In reaction to “Federal Reserve Holdings and the U.S. Stock Market”, a subscriber suggested analysis of market reactions to announcements (starts/ends) of major Federal Reserve System interventions, such as the series of quantitative easing (QE) initiatives. Reactions to such announcement should precede changes in actual holdings. To investigate, we look at cumulative returns of SPDR S&P 500 (SPY) and iShares Barclays 20+ Year Treasury Bond (TLT) during the 30 trading days after each of the following announcements:

  • 11/25/08: QE-1 initiated
  • 3/16/09: QE-1 expanded
  • 3/31/10: QE-1 terminated
  • 11/3/10: QE-2 initiated
  • 6/29/12: QE-2 terminated
  • 9/13/12: QE-3 initiated
  • 12/12/12: QE-3 expanded
  • 10/29/14: QE-3 terminated
  • 3/23/20: “QE-4” initiated

Using daily dividend-adjusted prices for SPY and TLT spanning these dates, we find that:

The following chart tracks cumulative SPY returns after QE initiations/expansions. Returns after QE-1 Expanded and “QE-4” Initiated are strong and persistent. Returns after the other four initiations/expansions are muted.

What happens to SPY after QE terminations?

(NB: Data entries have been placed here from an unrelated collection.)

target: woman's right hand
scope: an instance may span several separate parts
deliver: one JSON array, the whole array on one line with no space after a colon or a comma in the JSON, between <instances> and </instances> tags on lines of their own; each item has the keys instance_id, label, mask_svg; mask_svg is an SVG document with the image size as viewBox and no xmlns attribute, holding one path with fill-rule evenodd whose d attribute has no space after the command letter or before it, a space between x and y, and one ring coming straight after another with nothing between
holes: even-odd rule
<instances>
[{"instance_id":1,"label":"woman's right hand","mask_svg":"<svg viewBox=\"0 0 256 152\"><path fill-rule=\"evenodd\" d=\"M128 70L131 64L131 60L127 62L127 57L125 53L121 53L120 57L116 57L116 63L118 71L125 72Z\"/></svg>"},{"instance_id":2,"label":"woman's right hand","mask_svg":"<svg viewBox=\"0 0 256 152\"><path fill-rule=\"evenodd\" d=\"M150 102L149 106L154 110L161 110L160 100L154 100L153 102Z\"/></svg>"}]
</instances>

The next chart tracks cumulative SPY returns after QE terminations. None of the three reactions are extreme.

Next we look at QE effects on TLT.

The next chart tracks cumulative TLT returns after QE initiations/expansions. Return after QE-1 Initiated is strong and fairly persistent, while that after QE-2 Initiated is weak and somewhat persistent. Returns after other initiations/expansions are muted.

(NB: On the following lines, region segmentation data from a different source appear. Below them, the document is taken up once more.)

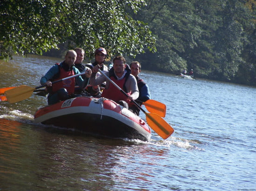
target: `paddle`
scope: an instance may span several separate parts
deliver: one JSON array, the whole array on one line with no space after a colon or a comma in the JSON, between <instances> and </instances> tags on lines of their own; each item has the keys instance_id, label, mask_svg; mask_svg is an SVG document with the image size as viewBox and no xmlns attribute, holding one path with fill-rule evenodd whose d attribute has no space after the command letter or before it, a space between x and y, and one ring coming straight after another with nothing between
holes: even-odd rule
<instances>
[{"instance_id":1,"label":"paddle","mask_svg":"<svg viewBox=\"0 0 256 191\"><path fill-rule=\"evenodd\" d=\"M137 101L145 105L145 107L149 112L157 114L162 117L165 117L166 106L163 103L154 100L148 100L144 102L136 100L136 102Z\"/></svg>"},{"instance_id":2,"label":"paddle","mask_svg":"<svg viewBox=\"0 0 256 191\"><path fill-rule=\"evenodd\" d=\"M11 89L14 88L16 88L15 87L12 87ZM42 93L42 92L43 92L43 94ZM38 96L41 96L43 97L45 97L46 95L47 95L47 93L45 91L45 89L36 89L35 90L34 90L33 92L38 92L36 94L35 94L36 95ZM4 101L8 101L7 100L7 98L6 96L5 96L3 95L0 95L0 101L1 102L4 102Z\"/></svg>"},{"instance_id":3,"label":"paddle","mask_svg":"<svg viewBox=\"0 0 256 191\"><path fill-rule=\"evenodd\" d=\"M71 76L64 78L61 79L59 80L53 82L52 84L54 84L59 82L61 82L67 80L72 77L76 77L77 76L84 74L85 72L81 73L76 74L75 75ZM7 98L8 102L11 103L15 103L24 100L31 96L32 93L35 89L42 88L46 86L46 85L38 86L36 88L31 88L26 85L22 85L15 87L11 89L9 89L5 92L5 94Z\"/></svg>"},{"instance_id":4,"label":"paddle","mask_svg":"<svg viewBox=\"0 0 256 191\"><path fill-rule=\"evenodd\" d=\"M8 87L7 88L0 88L0 94L4 94L6 91L14 88L16 88L16 87Z\"/></svg>"},{"instance_id":5,"label":"paddle","mask_svg":"<svg viewBox=\"0 0 256 191\"><path fill-rule=\"evenodd\" d=\"M114 82L109 77L107 76L103 71L100 70L98 71L101 73L109 82L114 85L124 95L128 97L128 96L121 88ZM170 136L174 131L174 129L169 125L164 120L158 115L154 113L147 113L140 105L134 100L131 102L134 103L140 109L141 109L145 115L147 119L147 122L153 129L155 133L164 139L166 139Z\"/></svg>"}]
</instances>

What happens to TLT after QE terminations?

The final chart tracks cumulative TLT returns after QE terminations. Returns are largely muted.

In summary, evidence from a very small sample of QE program initiations, expansions and terminations are not consistent enough to support much belief in predictability of market response.

Cautions regarding findings include:

  • As noted, the sample of events is very small, such that only uniformly strong and consistent responses would support much belief in predictability.
  • It may be that the market anticipates and prices in some of the announcements based on, for example, speeches and testimony of Federal Reserve Bank officials.